Ricostruzione in grave ritardo Nel cratere 300 milioni al palo

TERAMO. Se il nuovo codice degli appalti ha imposto uno stop alla ripresa dell’edilizia, in provincia di Teramo non ci sono le opere della ricostruzione post sisma a fare da contrappeso. Per la...
TERAMO. Se il nuovo codice degli appalti ha imposto uno stop alla ripresa dell’edilizia, in provincia di Teramo non ci sono le opere della ricostruzione post sisma a fare da contrappeso.
Per la provincia di Teramo sono disponibili 300 milioni di opere per la ricostruzione privata nei comuni del cratere e 100 di quelli fuori cratere. Ma, a parte una quota di questi ultimi, è tutto fermo. Degli 8 comuni del cratere due hanno il piano di ricostruzione approvato, 5 adottate e uno in fase di adozione. Per ora l’Ufficio speciale ha dato il nulla osta ai piani dei centri storici di Arsita e Penna Sant’Andrea.

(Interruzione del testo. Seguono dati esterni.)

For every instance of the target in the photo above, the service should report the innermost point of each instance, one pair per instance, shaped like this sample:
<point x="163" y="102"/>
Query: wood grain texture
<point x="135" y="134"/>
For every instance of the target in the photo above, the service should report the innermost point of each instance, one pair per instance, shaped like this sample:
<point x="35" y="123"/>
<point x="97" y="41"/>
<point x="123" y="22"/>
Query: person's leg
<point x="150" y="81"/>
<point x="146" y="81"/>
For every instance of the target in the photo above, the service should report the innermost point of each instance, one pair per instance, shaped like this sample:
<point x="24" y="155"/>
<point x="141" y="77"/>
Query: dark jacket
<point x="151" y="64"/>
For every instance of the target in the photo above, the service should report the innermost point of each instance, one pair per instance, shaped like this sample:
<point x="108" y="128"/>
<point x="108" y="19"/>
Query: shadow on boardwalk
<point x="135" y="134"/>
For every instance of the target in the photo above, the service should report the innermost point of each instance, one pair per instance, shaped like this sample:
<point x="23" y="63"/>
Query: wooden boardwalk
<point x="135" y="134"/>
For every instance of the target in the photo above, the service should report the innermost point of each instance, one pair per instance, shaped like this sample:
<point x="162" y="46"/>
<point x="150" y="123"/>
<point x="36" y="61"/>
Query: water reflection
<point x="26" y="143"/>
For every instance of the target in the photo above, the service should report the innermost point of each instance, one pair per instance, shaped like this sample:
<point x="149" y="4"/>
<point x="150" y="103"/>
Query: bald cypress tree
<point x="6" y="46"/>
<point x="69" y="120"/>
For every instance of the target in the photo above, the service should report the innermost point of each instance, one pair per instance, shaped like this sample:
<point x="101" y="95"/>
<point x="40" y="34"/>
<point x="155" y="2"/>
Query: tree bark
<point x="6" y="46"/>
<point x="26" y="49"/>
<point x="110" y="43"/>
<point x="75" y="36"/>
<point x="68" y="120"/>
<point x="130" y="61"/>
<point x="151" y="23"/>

Qualcosa si sta muovendo però nella ricostruzione fuori del cratere. Ci sono comuni che stanno impiegando parecchie risorse. Ad esempio Bisenti, su un totale di 24 milioni di finanziamento richiesto, ha avuto finanzate opere per 18,5 milioni. Così Cermignano: su 9 milioni e passa richiesti, ha opere finanziate per 6,6 milioni. O Crognaleto (su 15,5 milioni richiesti, ha opere finanziate per 8,4 milioni) e Isola (su 24,8 milioni, ha 20,6 milioni di opere finanziate). Teramo, dopo un inizio stentato, ora pare stia dando un’accelerata: su 31,5 milioni richiesti, di opere finanziate ne ha solo per un importo di 259mila euro, ma 18 milioni sono in istruttoria.
A sette anni dal sisma c’è tanto da fare anche per le scuole. Il piano “Scuole d’Abruzzo. Il futuro in sicurezza” è finalizzato alla messa in sicurezza e ricostruzione del patrimonio scolastico danneggiato nel 2009. In totale sono 17,5 milioni di opere previste nelle varie scuole della provincia di Teramo: a dicembre 2015 ne erano state cantierate il 10,09%, cioè solo per 1,7 milioni. Buona parte dei lavori sono ancora, dopo 7 anni, nella fase di progettazione. (a.f.)